Updated: Oct 20
Content May Be Triggering for Survivors of Sexual Trauma. Recovery Is Possible – Seek Support.
Sexual assault impacts 1 in 3 women and 1 in 6 men. These numbers are staggering but what is most alarming is that sexual assault is an under-reported crime. Meaning the numbers are actually higher. In 2017 only 40% of rapes were reported to police, and in 2018 the number dropped to 25% (NSVCR.org).
The terms rape and sexual assault often conjure images of a violent surprise attack between a victim (usually female) and an unknown assailant (typically male). However, the reality is quite different.
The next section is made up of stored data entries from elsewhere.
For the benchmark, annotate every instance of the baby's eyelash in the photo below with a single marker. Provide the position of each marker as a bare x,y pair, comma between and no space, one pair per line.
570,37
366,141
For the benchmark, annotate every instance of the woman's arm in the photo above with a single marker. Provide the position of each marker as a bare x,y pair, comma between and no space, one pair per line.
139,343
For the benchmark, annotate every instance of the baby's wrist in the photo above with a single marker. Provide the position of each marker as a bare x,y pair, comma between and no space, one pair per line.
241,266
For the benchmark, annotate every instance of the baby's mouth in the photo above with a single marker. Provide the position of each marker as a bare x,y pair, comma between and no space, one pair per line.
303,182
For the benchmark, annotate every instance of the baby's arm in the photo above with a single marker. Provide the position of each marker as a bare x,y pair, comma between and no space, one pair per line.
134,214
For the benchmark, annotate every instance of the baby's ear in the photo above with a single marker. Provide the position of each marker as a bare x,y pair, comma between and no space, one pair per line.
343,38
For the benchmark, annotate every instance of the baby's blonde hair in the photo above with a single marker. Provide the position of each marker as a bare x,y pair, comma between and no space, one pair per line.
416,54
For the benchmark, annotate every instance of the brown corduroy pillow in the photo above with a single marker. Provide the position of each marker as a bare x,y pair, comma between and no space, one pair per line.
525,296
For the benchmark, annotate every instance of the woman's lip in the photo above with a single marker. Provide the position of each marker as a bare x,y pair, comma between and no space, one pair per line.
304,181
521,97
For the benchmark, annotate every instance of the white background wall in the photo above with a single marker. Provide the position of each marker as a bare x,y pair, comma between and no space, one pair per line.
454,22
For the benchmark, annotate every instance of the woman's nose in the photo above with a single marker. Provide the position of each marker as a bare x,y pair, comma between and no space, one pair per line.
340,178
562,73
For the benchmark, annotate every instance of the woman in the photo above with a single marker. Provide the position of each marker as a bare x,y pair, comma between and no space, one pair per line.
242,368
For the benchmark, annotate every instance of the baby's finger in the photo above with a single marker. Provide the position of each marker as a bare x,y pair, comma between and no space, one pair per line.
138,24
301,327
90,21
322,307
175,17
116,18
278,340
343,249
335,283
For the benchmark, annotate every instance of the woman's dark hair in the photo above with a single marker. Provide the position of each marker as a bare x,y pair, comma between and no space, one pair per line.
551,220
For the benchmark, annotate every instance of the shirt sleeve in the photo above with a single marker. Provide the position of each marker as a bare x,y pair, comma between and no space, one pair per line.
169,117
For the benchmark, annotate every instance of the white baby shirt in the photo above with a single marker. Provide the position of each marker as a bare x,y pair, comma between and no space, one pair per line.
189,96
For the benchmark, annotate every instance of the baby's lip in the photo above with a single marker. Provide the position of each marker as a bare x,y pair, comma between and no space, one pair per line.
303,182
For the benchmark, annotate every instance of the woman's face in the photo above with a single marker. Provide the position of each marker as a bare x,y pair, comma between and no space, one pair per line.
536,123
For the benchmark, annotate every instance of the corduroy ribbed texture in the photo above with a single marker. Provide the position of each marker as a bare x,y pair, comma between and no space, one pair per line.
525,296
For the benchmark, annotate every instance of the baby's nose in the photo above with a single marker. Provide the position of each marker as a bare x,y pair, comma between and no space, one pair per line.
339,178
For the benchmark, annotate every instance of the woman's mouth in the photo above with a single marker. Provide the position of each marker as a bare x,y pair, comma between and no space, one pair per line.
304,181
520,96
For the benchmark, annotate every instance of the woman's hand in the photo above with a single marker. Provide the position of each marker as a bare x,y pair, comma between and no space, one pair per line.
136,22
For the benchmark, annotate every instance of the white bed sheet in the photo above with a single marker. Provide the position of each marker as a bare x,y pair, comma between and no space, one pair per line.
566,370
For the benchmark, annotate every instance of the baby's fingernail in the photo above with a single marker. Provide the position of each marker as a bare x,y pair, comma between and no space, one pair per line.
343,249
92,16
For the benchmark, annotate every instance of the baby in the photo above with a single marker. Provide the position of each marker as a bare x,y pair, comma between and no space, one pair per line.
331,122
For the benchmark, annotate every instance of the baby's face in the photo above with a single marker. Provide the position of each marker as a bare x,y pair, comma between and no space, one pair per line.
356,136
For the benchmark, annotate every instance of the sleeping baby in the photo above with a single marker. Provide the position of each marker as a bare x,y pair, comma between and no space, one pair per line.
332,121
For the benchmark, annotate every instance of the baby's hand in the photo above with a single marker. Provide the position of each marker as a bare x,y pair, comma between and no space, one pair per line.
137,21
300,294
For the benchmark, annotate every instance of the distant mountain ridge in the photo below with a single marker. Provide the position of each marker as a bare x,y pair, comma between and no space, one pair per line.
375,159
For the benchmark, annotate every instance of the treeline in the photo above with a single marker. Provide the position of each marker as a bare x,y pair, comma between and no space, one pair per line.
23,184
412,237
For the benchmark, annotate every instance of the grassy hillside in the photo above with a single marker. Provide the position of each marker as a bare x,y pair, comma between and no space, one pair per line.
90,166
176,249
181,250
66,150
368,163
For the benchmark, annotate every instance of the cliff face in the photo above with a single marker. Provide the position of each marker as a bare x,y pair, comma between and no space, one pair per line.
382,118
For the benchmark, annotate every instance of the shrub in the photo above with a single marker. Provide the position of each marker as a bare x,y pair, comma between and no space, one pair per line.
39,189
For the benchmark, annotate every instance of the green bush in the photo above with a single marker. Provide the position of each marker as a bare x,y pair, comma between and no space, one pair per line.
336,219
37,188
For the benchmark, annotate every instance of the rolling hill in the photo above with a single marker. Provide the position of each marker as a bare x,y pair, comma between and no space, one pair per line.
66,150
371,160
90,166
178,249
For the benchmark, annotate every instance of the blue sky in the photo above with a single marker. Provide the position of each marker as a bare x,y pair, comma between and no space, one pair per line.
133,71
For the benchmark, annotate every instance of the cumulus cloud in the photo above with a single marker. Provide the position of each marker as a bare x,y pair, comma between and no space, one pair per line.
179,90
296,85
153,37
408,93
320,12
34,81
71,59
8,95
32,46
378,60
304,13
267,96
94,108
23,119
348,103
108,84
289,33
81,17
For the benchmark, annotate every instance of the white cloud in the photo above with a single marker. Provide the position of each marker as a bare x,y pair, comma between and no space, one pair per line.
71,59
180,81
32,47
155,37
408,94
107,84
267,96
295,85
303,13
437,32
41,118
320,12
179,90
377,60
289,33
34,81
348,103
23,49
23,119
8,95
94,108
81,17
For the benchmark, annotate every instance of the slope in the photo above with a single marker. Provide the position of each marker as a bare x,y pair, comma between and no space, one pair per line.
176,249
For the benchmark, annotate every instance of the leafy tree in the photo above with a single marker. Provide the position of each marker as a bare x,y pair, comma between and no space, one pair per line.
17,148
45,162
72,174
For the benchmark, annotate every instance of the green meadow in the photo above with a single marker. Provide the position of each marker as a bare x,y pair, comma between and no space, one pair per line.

Research shows that "51% of female victims of rape reported being raped by an intimate partner and 40.8% by an acquaintance," while "52.4% of male victims report being raped by an acquaintance and 15.1% by a stranger" (NSVCR.org).
Since the overwhelming number of sexual assaults occur between people who know each other, we must understand what sexual assault is and the definition of consent.
How is Sexual Assault Defined?
Sexual assault is a legal term enveloping any non-consensual sexual contact or behavior toward a victim for the sexual gratification of the perpetrator. Sexual assault includes attempted rape, rape (penetration), sexualized touching, and "forcing a victim to perform sexual acts" (RAINN.org).
How is force defined?
"Force doesn't always refer to physical pressure. Perpetrators may use emotional coercion, psychological force, or manipulation to coerce a victim into non-consensual sex. Some perpetrators will use threats to force a victim to comply, such as threatening to hurt the victim or their family or other intimidation tactics." (RAINN.org)
Consent = Communication
Consent is an agreement to engage in and establishes the boundaries of sexual activity. It should be clearly communicated and never assumed. It can be revoked at any time. In other words, there is no universal consent – "consent is an ongoing process" (RAINN.org).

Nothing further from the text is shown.